How to self-host Qwen3-Coder on Northflank with vLLM
Qwen3-Coder is Alibaba’s most advanced open-source coding model, designed for agentic code generation, tool use, and long-context reasoning.
It’s a 480B parameter Mixture-of-Experts model (35B active) with support for 256K–1M token context windows. Benchmarks show it matches or outperforms proprietary models like GPT-4.1 and Claude Sonnet on tasks like code repair, repo-wide reasoning, and tool calling.
Released under Apache 2.0, it’s free for commercial use and available on Hugging Face and GitHub.
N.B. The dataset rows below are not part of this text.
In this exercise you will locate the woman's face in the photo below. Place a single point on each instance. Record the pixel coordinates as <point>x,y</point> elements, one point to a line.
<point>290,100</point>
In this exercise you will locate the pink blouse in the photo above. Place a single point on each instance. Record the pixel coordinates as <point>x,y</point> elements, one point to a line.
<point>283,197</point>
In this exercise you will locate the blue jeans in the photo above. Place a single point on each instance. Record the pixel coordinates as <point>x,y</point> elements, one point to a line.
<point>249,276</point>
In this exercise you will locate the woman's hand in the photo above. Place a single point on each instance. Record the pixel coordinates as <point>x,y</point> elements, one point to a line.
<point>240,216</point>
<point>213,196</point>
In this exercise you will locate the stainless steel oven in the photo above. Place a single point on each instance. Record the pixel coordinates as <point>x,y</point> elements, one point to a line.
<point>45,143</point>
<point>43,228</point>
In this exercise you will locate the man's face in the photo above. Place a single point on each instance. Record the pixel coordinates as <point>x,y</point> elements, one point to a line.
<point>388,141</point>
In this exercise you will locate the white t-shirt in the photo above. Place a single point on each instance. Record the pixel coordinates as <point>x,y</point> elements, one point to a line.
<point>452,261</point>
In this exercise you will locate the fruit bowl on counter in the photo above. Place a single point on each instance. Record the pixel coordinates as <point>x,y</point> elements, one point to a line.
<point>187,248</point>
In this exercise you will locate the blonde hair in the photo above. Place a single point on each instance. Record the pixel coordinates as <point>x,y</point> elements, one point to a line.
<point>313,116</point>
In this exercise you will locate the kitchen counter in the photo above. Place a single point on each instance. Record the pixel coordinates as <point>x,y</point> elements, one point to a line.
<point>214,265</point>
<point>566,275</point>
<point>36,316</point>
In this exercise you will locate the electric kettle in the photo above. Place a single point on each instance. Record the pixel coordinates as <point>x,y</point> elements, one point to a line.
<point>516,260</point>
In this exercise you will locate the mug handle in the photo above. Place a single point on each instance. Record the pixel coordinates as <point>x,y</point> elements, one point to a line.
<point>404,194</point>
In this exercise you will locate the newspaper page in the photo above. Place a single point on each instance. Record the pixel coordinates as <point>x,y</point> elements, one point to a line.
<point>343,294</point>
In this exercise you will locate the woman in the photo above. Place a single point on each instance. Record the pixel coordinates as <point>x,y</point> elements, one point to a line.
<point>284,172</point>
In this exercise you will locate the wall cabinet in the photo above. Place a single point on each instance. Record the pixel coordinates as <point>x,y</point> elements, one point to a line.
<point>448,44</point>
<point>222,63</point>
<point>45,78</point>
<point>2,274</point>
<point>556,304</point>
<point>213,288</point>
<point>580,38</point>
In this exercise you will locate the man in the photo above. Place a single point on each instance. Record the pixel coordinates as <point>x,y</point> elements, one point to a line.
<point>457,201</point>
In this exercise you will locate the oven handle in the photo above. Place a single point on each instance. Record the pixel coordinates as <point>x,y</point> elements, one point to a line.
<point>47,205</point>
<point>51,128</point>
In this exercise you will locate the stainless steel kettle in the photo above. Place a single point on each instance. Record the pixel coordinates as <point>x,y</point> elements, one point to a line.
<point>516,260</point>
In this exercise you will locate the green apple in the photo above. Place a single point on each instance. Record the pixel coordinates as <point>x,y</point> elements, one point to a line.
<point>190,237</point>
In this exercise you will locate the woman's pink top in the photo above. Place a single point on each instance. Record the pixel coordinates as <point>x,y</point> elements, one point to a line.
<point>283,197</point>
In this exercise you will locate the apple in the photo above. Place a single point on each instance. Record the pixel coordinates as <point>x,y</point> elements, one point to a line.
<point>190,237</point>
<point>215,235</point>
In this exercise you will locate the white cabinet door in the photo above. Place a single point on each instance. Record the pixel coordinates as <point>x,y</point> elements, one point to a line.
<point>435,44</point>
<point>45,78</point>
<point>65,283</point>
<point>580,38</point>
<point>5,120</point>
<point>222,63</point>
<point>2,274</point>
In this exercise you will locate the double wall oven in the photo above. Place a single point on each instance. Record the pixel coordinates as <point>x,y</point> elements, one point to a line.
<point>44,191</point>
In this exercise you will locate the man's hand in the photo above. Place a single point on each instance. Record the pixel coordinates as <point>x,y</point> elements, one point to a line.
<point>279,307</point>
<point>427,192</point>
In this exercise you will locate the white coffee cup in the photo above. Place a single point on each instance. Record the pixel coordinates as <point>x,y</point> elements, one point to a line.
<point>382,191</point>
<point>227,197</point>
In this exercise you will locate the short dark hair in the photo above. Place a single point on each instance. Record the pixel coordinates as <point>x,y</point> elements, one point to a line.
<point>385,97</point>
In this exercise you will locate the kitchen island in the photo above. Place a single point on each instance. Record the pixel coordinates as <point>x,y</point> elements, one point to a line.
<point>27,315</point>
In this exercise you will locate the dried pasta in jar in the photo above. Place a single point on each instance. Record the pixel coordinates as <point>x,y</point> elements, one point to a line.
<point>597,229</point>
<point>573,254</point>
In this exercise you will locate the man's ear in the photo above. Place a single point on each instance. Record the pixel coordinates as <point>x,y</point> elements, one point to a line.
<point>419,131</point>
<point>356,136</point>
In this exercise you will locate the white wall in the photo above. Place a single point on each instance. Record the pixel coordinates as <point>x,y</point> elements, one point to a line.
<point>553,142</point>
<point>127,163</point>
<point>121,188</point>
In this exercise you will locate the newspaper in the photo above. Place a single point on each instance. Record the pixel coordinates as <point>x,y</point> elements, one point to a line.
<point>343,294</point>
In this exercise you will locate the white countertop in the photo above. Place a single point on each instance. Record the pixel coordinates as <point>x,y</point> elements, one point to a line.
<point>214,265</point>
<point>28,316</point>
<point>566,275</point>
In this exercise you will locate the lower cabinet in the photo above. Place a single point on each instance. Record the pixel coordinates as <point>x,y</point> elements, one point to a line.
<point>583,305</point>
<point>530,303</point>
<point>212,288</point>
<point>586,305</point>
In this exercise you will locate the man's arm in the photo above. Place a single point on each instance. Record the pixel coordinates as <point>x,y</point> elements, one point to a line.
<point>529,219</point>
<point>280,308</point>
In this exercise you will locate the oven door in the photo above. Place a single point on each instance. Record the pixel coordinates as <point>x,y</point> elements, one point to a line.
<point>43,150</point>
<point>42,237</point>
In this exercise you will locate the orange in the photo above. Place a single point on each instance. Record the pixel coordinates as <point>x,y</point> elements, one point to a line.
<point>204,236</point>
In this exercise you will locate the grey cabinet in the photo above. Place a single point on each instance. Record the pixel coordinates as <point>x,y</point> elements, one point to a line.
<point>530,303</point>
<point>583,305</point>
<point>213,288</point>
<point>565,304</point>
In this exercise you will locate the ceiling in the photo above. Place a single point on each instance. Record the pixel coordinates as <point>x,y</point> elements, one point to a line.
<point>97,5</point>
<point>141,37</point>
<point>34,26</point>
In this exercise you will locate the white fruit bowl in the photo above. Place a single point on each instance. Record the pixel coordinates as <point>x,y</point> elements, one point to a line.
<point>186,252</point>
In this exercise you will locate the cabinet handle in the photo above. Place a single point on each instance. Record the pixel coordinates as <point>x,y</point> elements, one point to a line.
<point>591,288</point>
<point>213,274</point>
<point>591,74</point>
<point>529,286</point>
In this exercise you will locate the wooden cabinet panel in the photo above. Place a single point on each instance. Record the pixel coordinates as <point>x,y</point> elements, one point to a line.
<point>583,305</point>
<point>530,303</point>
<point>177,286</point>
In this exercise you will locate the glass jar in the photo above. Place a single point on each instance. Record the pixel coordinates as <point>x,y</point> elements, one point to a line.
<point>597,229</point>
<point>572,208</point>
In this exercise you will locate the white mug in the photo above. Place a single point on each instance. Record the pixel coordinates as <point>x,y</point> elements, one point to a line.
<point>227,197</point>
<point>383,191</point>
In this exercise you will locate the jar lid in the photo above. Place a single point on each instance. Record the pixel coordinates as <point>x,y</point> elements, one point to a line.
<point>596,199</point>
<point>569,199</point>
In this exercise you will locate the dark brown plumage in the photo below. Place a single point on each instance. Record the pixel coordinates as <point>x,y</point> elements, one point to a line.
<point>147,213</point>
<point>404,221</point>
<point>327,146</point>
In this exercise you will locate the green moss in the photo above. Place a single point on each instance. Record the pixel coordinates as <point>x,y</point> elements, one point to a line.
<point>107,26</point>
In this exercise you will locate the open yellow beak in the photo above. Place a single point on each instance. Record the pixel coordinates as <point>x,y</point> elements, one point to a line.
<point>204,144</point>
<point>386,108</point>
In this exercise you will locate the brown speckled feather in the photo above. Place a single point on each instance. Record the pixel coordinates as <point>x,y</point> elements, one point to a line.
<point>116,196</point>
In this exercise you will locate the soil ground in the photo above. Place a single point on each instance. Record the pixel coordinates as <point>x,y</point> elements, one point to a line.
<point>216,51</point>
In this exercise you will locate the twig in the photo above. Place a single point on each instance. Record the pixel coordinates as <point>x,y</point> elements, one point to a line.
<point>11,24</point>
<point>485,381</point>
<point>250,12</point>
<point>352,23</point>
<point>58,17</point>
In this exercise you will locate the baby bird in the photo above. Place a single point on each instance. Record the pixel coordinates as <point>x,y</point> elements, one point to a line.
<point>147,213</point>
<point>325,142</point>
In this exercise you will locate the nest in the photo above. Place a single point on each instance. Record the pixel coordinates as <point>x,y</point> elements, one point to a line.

Qwen3-Coder can generate clean, functional code from natural language prompts.
It’s also great at debugging, offering suggestions to fix errors in code snippets or explaining complex logic. Its agentic capabilities enable it to interact with external tools, like GitHub APIs or IDE plugins, to automate workflows, such as generating pull requests or running tests.
With its browsing capabilities, Qwen3-Coder can fetch and incorporate up-to-date documentation or code samples from the web, making it a versatile assistant for real-world development.
This guide shows you how to self-host Qwen3-Coder on Northflank using vLLM, a high-performance serving engine with OpenAI-compatible API endpoints.
With Northflank, you can have Qwen3-Coder running in minutes.
Northflank simplifies GPU resource management, offers easy scaling, and provides integrated monitoring and logging.
1️⃣ Data privacy: Keep full control over your code, logs, and data in Northflank’s secure cloud.
2️⃣ High performance: Use Northflank’s GPU-powered infrastructure for fast, low-latency inference.
3️⃣ Quick and simple setup: Get Qwen3-Coder running in under an hour.
4️⃣ Scalable infrastructure: Adjust resources easily to match your project’s needs.
5️⃣ No rate-limits: Get Claude Sonnet 4 level performance without any rate-limits and API costs.
- A Northflank account (which you can create here)
- Python installed locally (optional, for interacting with the model via API)
Option 1: One-click deploy
You can deploy Qwen3-Coder with Open WebUI using Northflank’s stack template in one click.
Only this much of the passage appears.